Tindakan, Propaganda Israel dan Akibatnya bagi Dirinya Sendiri
“Barang siapa menanam darah dan air mata kaum tertindas, maka kelak ia akan menuai kehancuran yang nyata.”
— Renungan atas konflik Palestina-Israel
Ketika Bangunan Megah Menjadi Tanda Kehancuran
Di hadapan mata dunia, Israel membangun menara tinggi. Tapi bukan batu bata yang menjulang ke langit, melainkan sistem militer, pemukiman, blokade, propaganda. Seperti Firaun zaman kuno yang berkata kepada Hāmān: “Bangunkanlah sebuah istana tinggi, agar aku sampai ke pintu-pintu langit.” (QS. 40:36) Israel modern pun tampak berkata: “Bangunkanlah menara keamanan dan superioritas, agar dunia menyerah pada posisiku.”
Namun kisah tempo dulu mengingatkan: menara kesombongan itu akhirnya runtuh — bukan oleh musuh yang kuat, tapi oleh kekuatan moral yang teguh.

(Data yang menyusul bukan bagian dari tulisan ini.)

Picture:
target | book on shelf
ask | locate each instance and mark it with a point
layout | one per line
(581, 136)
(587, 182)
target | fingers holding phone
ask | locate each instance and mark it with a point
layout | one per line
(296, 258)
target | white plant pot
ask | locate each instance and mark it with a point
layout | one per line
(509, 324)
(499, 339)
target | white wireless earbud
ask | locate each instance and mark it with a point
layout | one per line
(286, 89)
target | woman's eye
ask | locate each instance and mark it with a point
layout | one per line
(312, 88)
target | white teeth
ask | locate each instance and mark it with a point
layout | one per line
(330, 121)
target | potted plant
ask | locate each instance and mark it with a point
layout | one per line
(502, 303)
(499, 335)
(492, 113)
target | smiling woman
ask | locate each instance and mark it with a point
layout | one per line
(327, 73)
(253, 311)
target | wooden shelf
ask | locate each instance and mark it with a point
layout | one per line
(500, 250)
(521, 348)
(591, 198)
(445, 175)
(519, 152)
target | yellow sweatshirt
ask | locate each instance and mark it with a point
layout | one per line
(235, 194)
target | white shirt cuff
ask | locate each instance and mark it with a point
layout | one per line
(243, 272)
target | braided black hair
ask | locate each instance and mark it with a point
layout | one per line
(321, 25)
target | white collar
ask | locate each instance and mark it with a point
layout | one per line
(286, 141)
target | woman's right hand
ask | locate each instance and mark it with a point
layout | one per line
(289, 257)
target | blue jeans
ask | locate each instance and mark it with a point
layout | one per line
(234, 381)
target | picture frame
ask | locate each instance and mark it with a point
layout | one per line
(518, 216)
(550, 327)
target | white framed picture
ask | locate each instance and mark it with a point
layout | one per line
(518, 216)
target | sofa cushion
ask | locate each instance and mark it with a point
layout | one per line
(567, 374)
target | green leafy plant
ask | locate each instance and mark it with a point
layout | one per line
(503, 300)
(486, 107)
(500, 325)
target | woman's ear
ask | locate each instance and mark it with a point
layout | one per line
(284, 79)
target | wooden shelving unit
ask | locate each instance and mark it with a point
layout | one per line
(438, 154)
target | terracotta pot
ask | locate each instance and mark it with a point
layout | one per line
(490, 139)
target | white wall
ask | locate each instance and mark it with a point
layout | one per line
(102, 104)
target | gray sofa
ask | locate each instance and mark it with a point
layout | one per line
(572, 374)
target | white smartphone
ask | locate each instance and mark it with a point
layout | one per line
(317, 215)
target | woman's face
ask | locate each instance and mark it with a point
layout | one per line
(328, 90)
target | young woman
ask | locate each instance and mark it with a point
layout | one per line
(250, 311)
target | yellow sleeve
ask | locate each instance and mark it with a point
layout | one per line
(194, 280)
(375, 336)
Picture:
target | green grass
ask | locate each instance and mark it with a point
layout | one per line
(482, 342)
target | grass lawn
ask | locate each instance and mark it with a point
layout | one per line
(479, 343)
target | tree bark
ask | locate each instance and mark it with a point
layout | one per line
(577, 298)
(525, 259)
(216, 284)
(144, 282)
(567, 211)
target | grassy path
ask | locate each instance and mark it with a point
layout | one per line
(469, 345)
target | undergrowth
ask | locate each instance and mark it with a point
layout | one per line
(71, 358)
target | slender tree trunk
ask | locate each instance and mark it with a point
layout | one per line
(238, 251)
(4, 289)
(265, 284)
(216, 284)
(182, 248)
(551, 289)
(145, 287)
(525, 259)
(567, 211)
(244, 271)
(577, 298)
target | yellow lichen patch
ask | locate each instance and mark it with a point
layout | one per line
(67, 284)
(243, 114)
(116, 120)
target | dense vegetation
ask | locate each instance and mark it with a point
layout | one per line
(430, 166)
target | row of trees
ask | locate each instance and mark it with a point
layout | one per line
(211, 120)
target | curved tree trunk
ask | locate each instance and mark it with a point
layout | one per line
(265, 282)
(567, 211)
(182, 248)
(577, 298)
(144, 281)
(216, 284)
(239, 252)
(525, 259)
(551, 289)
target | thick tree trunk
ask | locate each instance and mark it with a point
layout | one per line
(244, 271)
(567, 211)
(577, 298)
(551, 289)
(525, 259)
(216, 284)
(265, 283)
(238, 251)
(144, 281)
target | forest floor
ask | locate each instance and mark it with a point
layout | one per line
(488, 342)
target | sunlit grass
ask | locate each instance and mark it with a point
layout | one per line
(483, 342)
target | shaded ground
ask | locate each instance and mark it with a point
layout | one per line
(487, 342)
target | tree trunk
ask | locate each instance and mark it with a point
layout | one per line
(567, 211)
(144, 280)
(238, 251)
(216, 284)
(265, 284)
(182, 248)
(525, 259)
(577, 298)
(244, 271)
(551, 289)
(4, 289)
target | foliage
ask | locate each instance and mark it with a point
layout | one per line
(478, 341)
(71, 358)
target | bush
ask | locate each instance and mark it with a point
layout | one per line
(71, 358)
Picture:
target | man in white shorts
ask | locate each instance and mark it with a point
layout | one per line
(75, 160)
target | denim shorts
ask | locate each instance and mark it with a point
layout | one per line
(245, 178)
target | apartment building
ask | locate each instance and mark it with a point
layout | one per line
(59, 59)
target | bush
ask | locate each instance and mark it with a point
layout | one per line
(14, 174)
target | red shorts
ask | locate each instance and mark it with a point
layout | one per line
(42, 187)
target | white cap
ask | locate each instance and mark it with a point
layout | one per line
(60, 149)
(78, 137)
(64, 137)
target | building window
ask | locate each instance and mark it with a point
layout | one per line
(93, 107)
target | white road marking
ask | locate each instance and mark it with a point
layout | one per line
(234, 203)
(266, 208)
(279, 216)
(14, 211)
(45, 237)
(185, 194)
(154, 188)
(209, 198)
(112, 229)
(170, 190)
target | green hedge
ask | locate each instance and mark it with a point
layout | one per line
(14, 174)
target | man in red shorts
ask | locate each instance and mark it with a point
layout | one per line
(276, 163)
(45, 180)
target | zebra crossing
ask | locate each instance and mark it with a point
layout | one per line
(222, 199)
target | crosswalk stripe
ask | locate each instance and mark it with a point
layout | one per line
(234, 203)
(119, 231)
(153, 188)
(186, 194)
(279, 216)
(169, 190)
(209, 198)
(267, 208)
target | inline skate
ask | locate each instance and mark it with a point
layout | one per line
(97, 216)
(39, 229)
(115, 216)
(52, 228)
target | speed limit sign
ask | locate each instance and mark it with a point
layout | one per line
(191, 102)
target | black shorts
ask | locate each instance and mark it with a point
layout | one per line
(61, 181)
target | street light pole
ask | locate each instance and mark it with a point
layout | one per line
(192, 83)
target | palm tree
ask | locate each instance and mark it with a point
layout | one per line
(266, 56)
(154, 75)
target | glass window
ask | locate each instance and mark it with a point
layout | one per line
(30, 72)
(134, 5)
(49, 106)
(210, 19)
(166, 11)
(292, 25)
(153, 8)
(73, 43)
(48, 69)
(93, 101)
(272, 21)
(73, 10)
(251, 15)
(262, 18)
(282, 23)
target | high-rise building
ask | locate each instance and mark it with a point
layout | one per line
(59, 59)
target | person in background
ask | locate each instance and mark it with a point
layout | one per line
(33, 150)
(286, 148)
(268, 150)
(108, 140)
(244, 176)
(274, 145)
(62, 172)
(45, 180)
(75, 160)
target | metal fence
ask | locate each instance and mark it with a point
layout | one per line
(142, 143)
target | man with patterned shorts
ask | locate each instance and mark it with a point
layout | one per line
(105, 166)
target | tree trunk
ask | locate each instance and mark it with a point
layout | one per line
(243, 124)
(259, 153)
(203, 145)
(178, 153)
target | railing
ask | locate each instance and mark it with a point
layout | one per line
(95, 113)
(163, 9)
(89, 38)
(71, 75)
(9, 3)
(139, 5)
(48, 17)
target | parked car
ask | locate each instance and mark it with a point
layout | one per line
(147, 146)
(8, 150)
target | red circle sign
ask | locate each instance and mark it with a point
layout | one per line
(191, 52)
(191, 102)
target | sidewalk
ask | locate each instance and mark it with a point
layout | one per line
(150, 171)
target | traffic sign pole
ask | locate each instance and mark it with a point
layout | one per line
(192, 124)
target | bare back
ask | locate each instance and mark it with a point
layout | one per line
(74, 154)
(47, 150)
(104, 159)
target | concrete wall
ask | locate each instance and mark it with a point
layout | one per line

Begitulah narasi ini ingin membuka: bukan sekadar perincian politik, tetapi refleksi spiritual dan historis yang menuntun kita menatap lebih jauh dari puing-puing… ke akar kejadian.
---
Indah menurut Israel, Buruk menurut Dunia
Israel melakukan banyak tindakan yang dari sudut pandangnya adalah langkah sah, benar, dan bahkan mulia — namun dari kaca dunia global muncul penilaian berbeda, yang sering menyebutnya sebagai pelanggaran, kezaliman, atau tragedi.
1. Pengeboman “Presisi” terhadap sasaran militan
Versi Israel: “Operasi presisi menumpas terorisme, melindungi warga negara.”
Versi Dunia: Ribuan warga sipil tewas, rumah sakit hancur, anak-anak menjadi korban.
Analisis: Israel percaya teknologi superior akan menjamin moralitasnya. Dunia melihat bahwa keunggulan senjata tanpa kontrol moral mudah berubah menjadi pembantaian.
2. Blokade Gaza atas nama “keamanan nasional”
Versi Israel: “Kami melindungi diri dari ancaman terus-menerus dari Gaza.”
Versi Dunia: Dua juta warga hidup bagaikan di dalam penjara terbuka: listrik terbatas, air bersih langka, akses humaniter sulit.
Analisis: Sistem tahanan masif ini menimbulkan efek korban besar — bukan hanya materiil, tapi kemanusiaan yang rusak.
3. Pembangunan pemukiman di Tepi Barat
Versi Israel: “Hak historis bangsa Yahudi atas tanah leluhur.”
Versi Dunia: Pemukiman dianggap sebagai bentuk kolonialisasi modern yang melanggar hukum internasional.
Referensi: Ilan Pappé dalam The Idea of Israel menggambarkan bagaimana narasi Zionis mengkonstruksi pemukiman sebagai keharusan ideologis.
4. Normalisasi dengan negara-Arab
Versi Israel: “Langkah diplomatis menuju perdamaian.”
Versi Dunia: Diplomasi yang dilakukan tanpa perbaikan hak Palestina cenderung dianggap sebagai upaya membungkam keadilan.
Analisis: Normalisasi tanpa perubahan nyata di lapangan adalah kesepakatan transaksi politik—karena korban tetap diabaikan.
5. Penggunaan kecerdasan buatan dan pengawasan biometrik
Versi Israel: “Inovasi keamanan untuk mencegah teror dan melindungi warga.”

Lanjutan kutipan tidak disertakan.